Ask your teacher what it means if the position remains at zero - does it mean that there's "no position"?

 

[eLiu]

Zero is a constant. Fine, there's "no acceleration to speak of"...and there is constantly no acceleration to speak of, lol. Constant... as in non-changing.

He's trying to draw some English into a mathematical concept--bad.

 

[stupidkid]

Uh isn't acceleration a vector quantity? So it has a direction and a magnitude and measures a change in velocity. Therefore, if velocity changes direction but stays constant in terms of magnitude wouldn't a(t) = 0 but yet the object would still technically be accelerating? I'm not totally sure but that's just my 2¢.

 

[DrPizza]

Originally posted by: stupidkid
Uh isn't acceleration a vector quantity? So it has a direction and a magnitude and measures a change in velocity. Therefore, if velocity changes direction but stays constant in terms of magnitude wouldn't a(t) = 0 but yet the object would still technically be accelerating? I'm not totally sure but that's just my 2¢.

If something travels in a circle, it can maintain the same *speed*, but as the direction is constantly changing, there must be an acceleration. The acceleration (centripetal) = the speed squared divided by the radius of the turn, and certainly doesn't = 0.

 

[BrownTown]

no, if the acceleration is 0 the objects velocity is not changing.

EDIT: aww man, way to come in and post before me so now i look like im a parrot...

FURTHER EDITING:

So, the velocity vector could be <Cos(t),Sin(t)> which has a constant magnitude of 1, but not a constant direction. The acceleration would then be <-Sin(t),Cos(t)>, which is also has a cosntant (non-zero) magnitude of 1. This is like what DrPizza described, the orbit of a body around another due to a constant force attracting them.

 

[imported_inspire]

Your physics teacher was wrong. Given a function, f(t)=c, for C some real number, the function f(t) is said to be constant.

That's the mathematical definition (Being a Mathematician, I know handy things like this.) Last time I checked, zero was a real number.

 

[Sk8orDie]

My AP Physics teacher in high school used the explination "because god said so" and "because god wanted it that way" on more than one occasion. No offense to any teachers or professor who may be reading this, but they are not always right.

 

[BrownTown]

Heh, I had a professor who would pretty much tell students they were wrong everytime they tried to correct him even when he knew they were right. They are currently the best professor I have had while at college, but maybe that's just because I can't stand those people who sit in the front row and get off on correcting the professor, or asking annoying questions that slow down the class. I think we all know that professors make mistakes, and maybe you just have a senile professor or something, but I'd say more likely when you correct a professor and they say something like "because god said so" what they are really saying is "stop being such a 5m@r+@$$".

 

[BucsMAN3K]

There is a point where common sense needs to be used.

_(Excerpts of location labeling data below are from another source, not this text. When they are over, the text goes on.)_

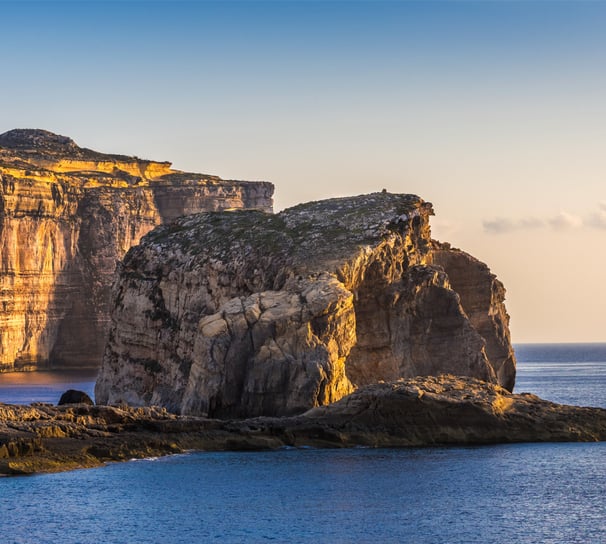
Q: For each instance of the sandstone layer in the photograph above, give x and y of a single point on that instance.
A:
(420, 412)
(67, 216)
(246, 313)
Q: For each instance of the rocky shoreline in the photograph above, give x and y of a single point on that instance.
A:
(424, 411)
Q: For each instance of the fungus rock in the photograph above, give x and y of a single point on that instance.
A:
(246, 313)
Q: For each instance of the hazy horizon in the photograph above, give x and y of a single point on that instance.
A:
(492, 111)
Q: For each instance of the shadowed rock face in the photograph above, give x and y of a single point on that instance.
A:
(67, 215)
(425, 411)
(246, 313)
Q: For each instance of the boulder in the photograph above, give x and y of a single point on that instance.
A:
(246, 313)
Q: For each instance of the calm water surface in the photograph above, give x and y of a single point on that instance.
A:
(523, 493)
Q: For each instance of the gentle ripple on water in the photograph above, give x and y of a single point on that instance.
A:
(522, 494)
(512, 493)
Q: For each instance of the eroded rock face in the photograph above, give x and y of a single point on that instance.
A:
(246, 313)
(67, 215)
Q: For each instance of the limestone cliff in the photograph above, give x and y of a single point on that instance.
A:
(67, 215)
(247, 313)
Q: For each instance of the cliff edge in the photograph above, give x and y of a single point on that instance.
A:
(67, 216)
(247, 313)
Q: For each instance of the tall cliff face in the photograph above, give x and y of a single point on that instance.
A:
(247, 313)
(67, 216)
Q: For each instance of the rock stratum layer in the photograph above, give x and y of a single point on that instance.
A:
(67, 215)
(246, 313)
(419, 412)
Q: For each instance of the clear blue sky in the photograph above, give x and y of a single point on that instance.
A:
(494, 111)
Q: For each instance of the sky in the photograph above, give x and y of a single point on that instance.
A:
(494, 111)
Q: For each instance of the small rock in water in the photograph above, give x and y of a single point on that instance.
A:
(73, 396)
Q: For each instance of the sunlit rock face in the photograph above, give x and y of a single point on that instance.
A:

If your acceleration is 0, and stays 0, then yes, its a constant acceleration, and you have to understand this also means constant velocity. But Mr. Common Sense says, hey, it's just easier to label this as NO acceleration and constant velocity.

I'm sure the professor understands its a constant acceleration, but he want's to make sure people understand that no acceleration is occuring as well.

 

[Agman]

I seem to recall that if a derivative is 0 the one above is constant. For example if velocity is constant, lets say 60 and you take the derivative then a(t) = 0. So there is no acceleration it just means you have constant velocity not constant acceleration.

 

[itachi]

kinda taking on what pizza said..

given two functions, f and g.. with g equal to the derivative of f..
if f is constant, g is 0..
if f can not equal 0, then the constant factor in the integral of g can not equal 0..
if the constant factor can not equal 0.. how the hell do you show that x**2 is a solution to the integral of 2x, using the integral formula?

 

[BrownTown]

see, this is the problem with "Highly Technical", the issue is resolved in the first five posts, and then a bunch of other people come in and say the same thing.